Pertama adalah karya musik yang bersifat “musik iringan”. Konsep komposisi
dalam karya seperti ini berdasar pada penciptaan suatu melodi (bentuk
lagu/intrumental), kemudian elemen-elemen lainnya berfungsi mengiringi melodi
tersebut. Kedua adalah karya musik yang bersifat “illustratif”. Konsep komposisinya
berusaha menggambarkan sesuatu dari naskah cerita, puisi dan lain-lain. Dengan
demikian orientasi musiknya lebih tertuju pada penciptaan suasana-suasana yang
berdasar pada interpretasi komponisnya. Ketiga adalah karya musik yang bersifat
otonom. Karya musik seperti ini biasanya sangat sulit dipahami oleh orang awam.
Selain bentuknya yang tidak baku, aspek gramatika musiknya pun sangat berbeda
jika dibandingkan dengan karya-karya tradisi. Kadang-kadang karya-karya musik
seperti ini sering menimbulkan hal yang kontroversial. Seperti yang “anti
tradisi”, padahal secara sadar atau tidak, semua tatanan konsepnya bersumber
dari tradisi. Kategori yang seperti ini lebih dekat atau lebih cocok dengan
fenomena musik kontemporer Barat (Eropa-Amerika).
Di
Bali, aktivitas berkesenian dengan ideologi ”kontemporer” sesungguhnya telah
berlangsung sejak awal abad ke-20 dengan lahirnya seni kekebyaran di Bali
Utara. Namun wacana tentang musik kontemporer mulai mengemuka serangkaian
adanya Pekan Komponis Muda I yang diselenggarakan di Jakarta pada tahun 1979.

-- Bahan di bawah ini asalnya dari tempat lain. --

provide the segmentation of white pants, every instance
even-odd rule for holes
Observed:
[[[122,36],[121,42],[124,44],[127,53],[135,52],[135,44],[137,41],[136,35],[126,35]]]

Komponis muda yang mewakili Bali pada waktu itu adalah I Nyoman Astita dengan
karyanya yang berjudul ”Gema Eka Dasa Rudra”. Pada tahun-tahun berikutnya Pekan
Komponis Muda diikuti oleh komponis-komponis muda Bali lainnya seperti I Wayan
Rai tahun 1982 dengan karyanya ”Trompong Beruk”, I Nyoman Windha tahun 1983
dengan karyanya berjudul ”Sangkep”, I Ketut Gede Asnawa tahun 1984 dengan
karyanya berjudul ”Kosong”, Ni Ketut Suryatini dan I Wayan Suweca tahun 1987
dengan karyanya berjudul ”Irama Hidup”, I Nyoman Windha tahun 1988, dengan dua
karyanya sekaligus yaitu ”Bali Age” dan ”Sumpah Palapa”.
Kehadiran
karya musik kontemporer ini mulai terasa mengguncang persepsi masyarakat
akademik di ASTI dan STSI (kini ISI) Denpasar dan juga di KOKAR Bali (kini SMK
3 Sukawati), karena musik ini cendrung mengubah cara pandang, cita rasa, dan
kriteria estetik yang sebelumnya telah dikurung oleh sesuatu yang terpola, ada
standarisasi, seragam, global, dan bersifat sentral. Konsep musik kontemporer
menjadi sangat personal (individual), sehingga perkembangannyapun beragam.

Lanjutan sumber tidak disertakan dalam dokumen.